O trio de empresárias busca trilhar um caminho já consolidado por Osmar Higashi, que nas duas últimas décadas ergueu com um sócio uma empresa importante no setor de teste e certificação de software, a RSI. No último ano, Higashi faturou R$ 83 milhões com o negócio, que emprega 835 funcionários e tem no currículo clientes como Itaú, Santander, Cielo, Banco do Brasil e Bradesco Seguros.
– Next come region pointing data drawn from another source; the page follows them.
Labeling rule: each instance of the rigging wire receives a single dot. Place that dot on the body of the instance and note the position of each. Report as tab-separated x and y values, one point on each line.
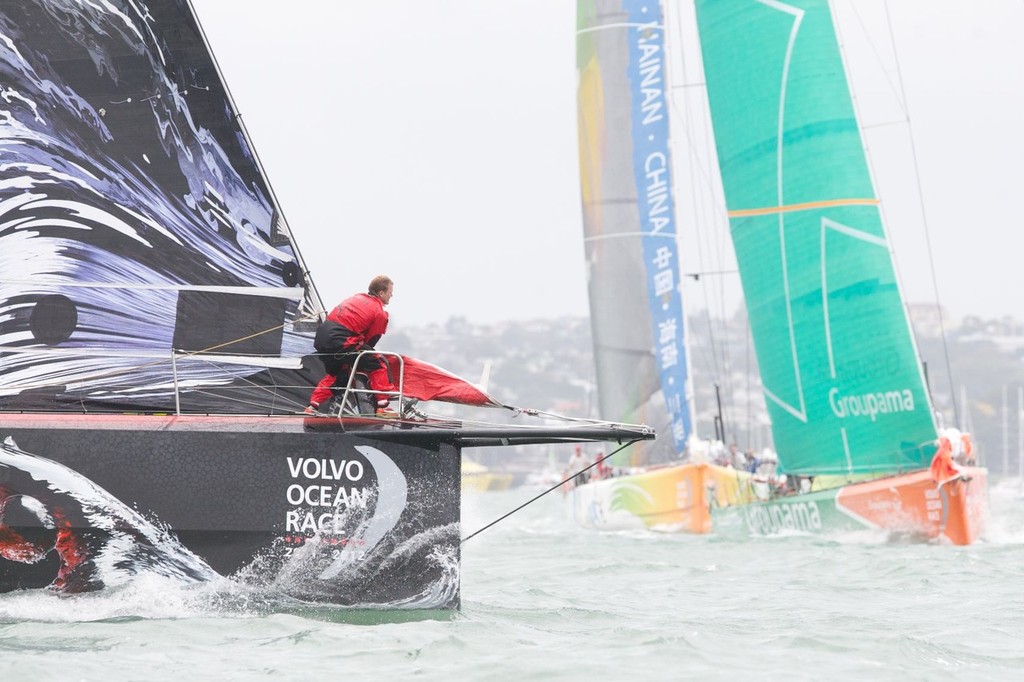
553	487
899	91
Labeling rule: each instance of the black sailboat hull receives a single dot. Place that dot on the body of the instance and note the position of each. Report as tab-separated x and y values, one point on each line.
335	516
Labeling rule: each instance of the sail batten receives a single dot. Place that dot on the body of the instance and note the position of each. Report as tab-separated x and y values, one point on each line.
844	387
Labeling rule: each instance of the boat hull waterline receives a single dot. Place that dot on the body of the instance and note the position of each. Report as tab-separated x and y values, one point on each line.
670	499
909	505
331	517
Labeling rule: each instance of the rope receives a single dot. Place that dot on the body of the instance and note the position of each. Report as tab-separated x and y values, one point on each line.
162	360
556	485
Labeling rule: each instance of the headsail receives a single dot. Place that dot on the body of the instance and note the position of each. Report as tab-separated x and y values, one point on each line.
838	360
629	220
135	221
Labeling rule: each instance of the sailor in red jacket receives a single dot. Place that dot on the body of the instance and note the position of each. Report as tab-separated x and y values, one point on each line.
355	324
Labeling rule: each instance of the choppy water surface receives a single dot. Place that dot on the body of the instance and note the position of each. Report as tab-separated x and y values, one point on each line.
545	599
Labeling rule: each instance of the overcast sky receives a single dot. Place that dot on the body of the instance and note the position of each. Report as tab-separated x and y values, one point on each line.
435	140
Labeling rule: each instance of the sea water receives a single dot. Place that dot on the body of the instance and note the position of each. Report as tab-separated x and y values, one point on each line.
544	599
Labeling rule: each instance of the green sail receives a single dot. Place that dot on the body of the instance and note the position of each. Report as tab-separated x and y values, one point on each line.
844	387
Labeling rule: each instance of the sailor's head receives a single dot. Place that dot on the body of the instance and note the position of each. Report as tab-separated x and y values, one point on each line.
381	287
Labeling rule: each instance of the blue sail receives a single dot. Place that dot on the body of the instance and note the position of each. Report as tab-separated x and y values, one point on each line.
629	219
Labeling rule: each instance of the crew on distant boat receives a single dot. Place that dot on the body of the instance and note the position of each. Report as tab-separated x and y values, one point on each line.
355	325
954	450
765	478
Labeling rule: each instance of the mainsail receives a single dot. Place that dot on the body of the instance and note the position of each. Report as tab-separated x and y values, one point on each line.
629	221
838	360
143	261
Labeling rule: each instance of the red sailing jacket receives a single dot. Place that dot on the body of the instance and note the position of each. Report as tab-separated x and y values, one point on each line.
356	323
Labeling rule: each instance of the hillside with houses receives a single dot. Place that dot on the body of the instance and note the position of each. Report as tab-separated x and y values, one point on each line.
974	368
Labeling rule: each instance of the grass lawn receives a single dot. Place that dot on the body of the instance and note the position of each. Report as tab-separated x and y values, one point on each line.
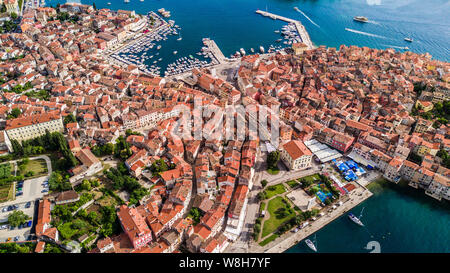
6	192
268	240
107	200
274	222
262	207
312	178
292	184
6	170
277	189
37	166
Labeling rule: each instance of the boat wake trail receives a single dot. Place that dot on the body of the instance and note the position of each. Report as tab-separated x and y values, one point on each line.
373	22
306	16
365	33
399	47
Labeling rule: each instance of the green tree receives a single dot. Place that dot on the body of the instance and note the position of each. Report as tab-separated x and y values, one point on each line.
15	112
264	183
86	185
17	218
272	159
69	119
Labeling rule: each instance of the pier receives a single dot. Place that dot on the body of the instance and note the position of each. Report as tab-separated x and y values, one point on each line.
300	28
215	50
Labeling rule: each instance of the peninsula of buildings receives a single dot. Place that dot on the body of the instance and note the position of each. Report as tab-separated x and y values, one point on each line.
88	143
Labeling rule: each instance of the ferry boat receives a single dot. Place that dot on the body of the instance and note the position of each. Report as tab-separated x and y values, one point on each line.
361	19
355	219
311	245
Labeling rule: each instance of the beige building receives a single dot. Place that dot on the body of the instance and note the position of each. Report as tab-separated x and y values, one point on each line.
296	155
33	126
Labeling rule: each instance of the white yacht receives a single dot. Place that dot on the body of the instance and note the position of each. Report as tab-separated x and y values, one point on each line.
311	245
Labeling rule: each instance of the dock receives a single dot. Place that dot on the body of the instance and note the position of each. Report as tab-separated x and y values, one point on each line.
300	28
215	50
287	240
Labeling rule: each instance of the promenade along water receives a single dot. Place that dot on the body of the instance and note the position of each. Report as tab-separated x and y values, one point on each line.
398	217
233	24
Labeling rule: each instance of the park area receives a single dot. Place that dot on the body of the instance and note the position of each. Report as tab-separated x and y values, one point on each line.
6	192
32	168
287	204
6	187
280	211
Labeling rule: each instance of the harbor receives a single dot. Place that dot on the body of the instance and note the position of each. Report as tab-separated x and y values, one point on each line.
142	48
298	26
290	239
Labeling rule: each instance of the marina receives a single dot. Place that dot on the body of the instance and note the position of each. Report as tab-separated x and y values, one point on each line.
303	34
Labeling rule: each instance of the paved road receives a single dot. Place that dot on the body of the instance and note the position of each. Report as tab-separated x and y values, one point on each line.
32	190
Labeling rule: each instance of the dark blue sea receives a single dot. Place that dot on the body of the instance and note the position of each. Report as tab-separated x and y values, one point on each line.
399	218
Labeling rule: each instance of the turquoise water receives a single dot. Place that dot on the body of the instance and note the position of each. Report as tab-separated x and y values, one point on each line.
234	24
400	218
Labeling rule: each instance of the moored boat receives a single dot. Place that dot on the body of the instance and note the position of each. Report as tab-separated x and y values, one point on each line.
355	219
361	19
311	245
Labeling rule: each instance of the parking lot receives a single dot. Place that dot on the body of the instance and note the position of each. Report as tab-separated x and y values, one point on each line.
32	190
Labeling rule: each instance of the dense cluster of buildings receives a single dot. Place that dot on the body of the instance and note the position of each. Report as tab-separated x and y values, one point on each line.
356	100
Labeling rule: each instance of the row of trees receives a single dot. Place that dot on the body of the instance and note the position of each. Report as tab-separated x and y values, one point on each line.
123	181
53	142
17	218
121	149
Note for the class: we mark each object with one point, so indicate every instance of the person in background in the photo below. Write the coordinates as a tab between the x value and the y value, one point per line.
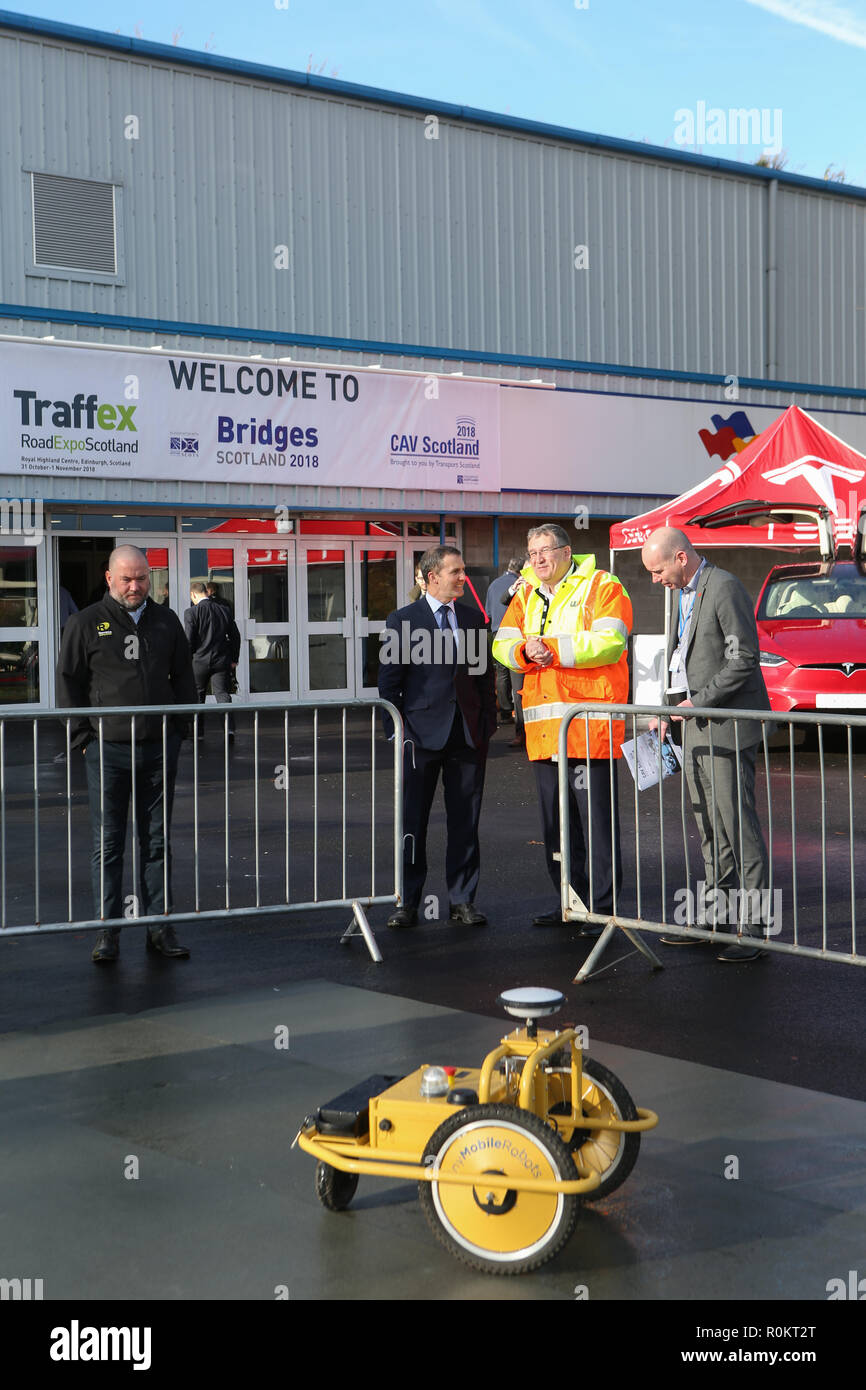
214	642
“Somos fortes no sistema bancário”, conta ele, que ingressou por acaso no ramo há 17 anos, atraído na época pela demanda gerada pelo bug do milênio – na virada de 1999 para 2000 temia-se que os computadores entrassem em colapso. “Tínhamos uma empresa de consultoria em informática com foco em infraestrutura. Mas com a preocupação com o bug do milênio, começamos a ser procurados para rodarmos as simulações do que aconteceria após o ano 2000. Nos tornamos especialistas nisso”, lembra Higashi. “A verdade é que após os investimentos com o bug do milênio as empresas compreenderam a importância de fazerem testes de usabilidade antes de lançar o produto. Por isso, estamos crescendo até hoje.”
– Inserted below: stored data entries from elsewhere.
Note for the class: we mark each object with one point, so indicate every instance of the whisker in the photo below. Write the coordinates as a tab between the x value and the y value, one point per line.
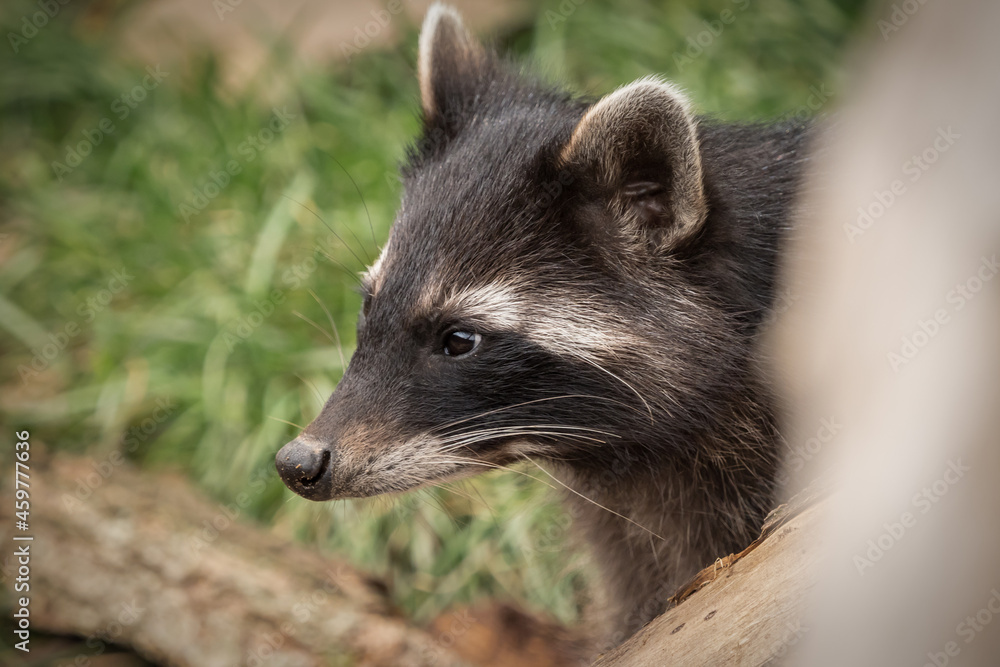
339	237
512	427
333	327
493	466
346	270
285	421
594	502
315	389
522	404
593	363
371	227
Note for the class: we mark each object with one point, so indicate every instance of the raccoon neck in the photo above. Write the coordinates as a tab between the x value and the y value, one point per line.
650	528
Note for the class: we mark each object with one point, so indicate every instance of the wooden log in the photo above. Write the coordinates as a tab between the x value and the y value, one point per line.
136	564
746	609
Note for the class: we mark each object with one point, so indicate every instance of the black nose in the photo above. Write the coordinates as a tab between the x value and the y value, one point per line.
304	466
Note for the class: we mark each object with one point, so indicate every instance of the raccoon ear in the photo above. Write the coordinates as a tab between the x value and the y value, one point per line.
639	146
449	65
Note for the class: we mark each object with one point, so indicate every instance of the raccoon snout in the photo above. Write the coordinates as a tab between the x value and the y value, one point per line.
304	467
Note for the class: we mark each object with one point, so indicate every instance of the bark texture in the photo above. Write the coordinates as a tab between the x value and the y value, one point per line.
136	564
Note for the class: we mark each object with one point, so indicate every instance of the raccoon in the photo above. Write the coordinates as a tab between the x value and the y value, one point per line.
580	283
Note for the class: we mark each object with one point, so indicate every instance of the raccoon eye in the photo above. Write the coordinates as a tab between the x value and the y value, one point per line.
459	343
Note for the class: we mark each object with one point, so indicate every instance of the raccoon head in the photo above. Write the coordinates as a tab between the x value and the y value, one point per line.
532	299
Mão de obra. No Brasil, os principais contratantes do setor são as grandes empresas do mercado financeiro, companhias de seguro, operadoras de telecomunicações e redes de varejo virtual. Um negócio que, segundo Bárbara Dariano, professora do curso de tecnologia em produção multimídia do Centro Universitário Senac, ainda está no início. O ponto de atenção, contudo, é a contratação de mão de obra, ainda escassa por aqui. “Há um movimento grande das pessoas indo para esse mercado. Mas ele demanda diversas especialidades, equipes multidisciplinares, e há um custo alto para preparar gente para essa demanda.”